Trevor Noah went from selling ripped CDs to hosting “The Daily Show” in just over 10 years

Everyday I’m hustlin’.
Everyday I’m hustlin’.
Image: Evan Agostini/Invision/AP
We may earn a commission from links on this page.

For most fans of The Daily Show, last year’s announcement that South African comedian Trevor Noah would replace longtime host Jon Stewart came out of nowhere. The relatively unknown Noah had done just a few US standup tours, and appeared on The Daily Show only a handful of times. South Africans were thrilled—we had watched Noah’s career rocket from small standup gigs to a national cellphone campaign—but even we hadn’t imagined him hosting America’s most popular news satire show, let alone at 31 years old.

Little did we know how far he’d come. A little over a decade before taking the Daily Show spot, Noah was a lost teenager, hustling on the streets of one of South Africa’s biggest townships, Alexandra—”the hood,” as he describes it in his memoir, Born a Crime: Stories From a South African Childhood.

Unable to pay for university, Noah made a living by DJing, selling counterfeit CDs, and trading goods like sneakers and DVD players (the origins of which were generally unknown and undiscussed). For a while, he was part of a lost generation of disenfranchised young South Africans who struggled to find work after apartheid, a problem that continues to plague the country. Noah grew up the product of an illegal relationship between his white father and black mother, the experience of which seeded his talent as a insightful social commentator. He writes of that time:

The tricky thing about the hood is that you’re always working, working, working, and you feel like something’s happening, but really nothing’s happening at all … Hustling is to work what surfing the Internet is to reading. If you add up how much you read in a year on the Internet—tweets, Facebook posts, lists—you’ve read the equivalent of a shit ton of books, but in fact you’ve read no books in a year. When I look back on it, that’s what hustling was. It’s maximal effort put into minimal gain. It’s a hamster wheel. If I’d put all that energy into studying I’d have earned an MBA.

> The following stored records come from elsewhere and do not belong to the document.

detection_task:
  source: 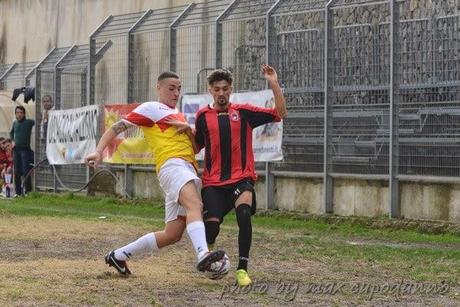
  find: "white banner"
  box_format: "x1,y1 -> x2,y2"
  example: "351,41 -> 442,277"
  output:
46,105 -> 99,164
182,90 -> 283,162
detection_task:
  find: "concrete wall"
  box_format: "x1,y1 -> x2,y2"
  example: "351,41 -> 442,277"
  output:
0,0 -> 205,64
117,171 -> 460,223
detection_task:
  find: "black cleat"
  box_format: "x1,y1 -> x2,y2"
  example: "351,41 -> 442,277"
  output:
196,250 -> 225,272
105,251 -> 131,276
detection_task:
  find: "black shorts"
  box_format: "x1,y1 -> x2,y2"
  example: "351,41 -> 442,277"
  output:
201,179 -> 257,223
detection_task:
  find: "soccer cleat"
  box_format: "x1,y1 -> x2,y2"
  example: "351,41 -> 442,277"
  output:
236,269 -> 252,287
196,250 -> 225,272
105,251 -> 131,276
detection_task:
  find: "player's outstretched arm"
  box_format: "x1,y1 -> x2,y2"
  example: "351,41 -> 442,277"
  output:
166,119 -> 200,153
85,120 -> 130,168
262,64 -> 287,118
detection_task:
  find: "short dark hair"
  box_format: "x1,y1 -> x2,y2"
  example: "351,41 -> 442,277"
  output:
14,106 -> 26,114
158,71 -> 179,82
207,69 -> 233,85
42,95 -> 53,101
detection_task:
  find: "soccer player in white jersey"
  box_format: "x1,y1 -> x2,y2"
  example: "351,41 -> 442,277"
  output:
85,72 -> 225,275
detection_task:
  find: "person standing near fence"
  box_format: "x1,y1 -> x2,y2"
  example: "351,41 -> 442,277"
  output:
85,72 -> 225,275
10,106 -> 35,196
195,64 -> 287,286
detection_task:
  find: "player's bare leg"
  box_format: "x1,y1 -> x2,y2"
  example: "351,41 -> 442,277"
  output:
179,181 -> 225,271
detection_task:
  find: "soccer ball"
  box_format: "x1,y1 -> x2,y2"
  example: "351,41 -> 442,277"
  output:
204,254 -> 230,280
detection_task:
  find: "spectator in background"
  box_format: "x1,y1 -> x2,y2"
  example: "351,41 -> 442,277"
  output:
40,95 -> 54,140
0,138 -> 13,197
10,106 -> 35,196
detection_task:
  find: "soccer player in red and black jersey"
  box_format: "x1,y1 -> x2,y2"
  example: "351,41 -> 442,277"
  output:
195,64 -> 286,286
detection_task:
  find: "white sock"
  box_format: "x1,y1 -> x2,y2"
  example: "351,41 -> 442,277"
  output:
115,232 -> 158,260
187,221 -> 209,260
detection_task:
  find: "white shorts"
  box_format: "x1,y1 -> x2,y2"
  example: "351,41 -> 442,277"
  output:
158,158 -> 201,223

Hustling earned Noah several brushes with the law—he spent a week in jail after getting caught driving his stepfather’s unregistered car—and his musical career ended abruptly after a police officer shot the computer he was using to DJ a party in Alexandra.

Noah’s book is more than just a retelling of his harrowing youth; it’s also a tribute to his strict yet spirited mother, Patricia Nombuyiselo Noah, whom he calls his “first fan.” She’s there at the book’s beginning, and at its end, when she miraculously survives being shot by his abusive stepfather, a traumatizing incident that occurred just as her son’s comedy career was taking off. (How Noah made the jump from the streets of Alex to a studio in New York, starting with a starring role in a local soap opera, should be more than enough material for a sequel.)

More than a year after Noah took over The Daily Show, many critics remain skeptical of his ability to emerge from Stewart’s shadow. But his insightful interviews, sharp takedowns of president-elect Donald Trump, and witty yet graceful commentary on issues like race have started to win some Americans over. What’s clear is that Noah has never stopped hustling—it’s just viewers, instead of township deals, that he’s after now.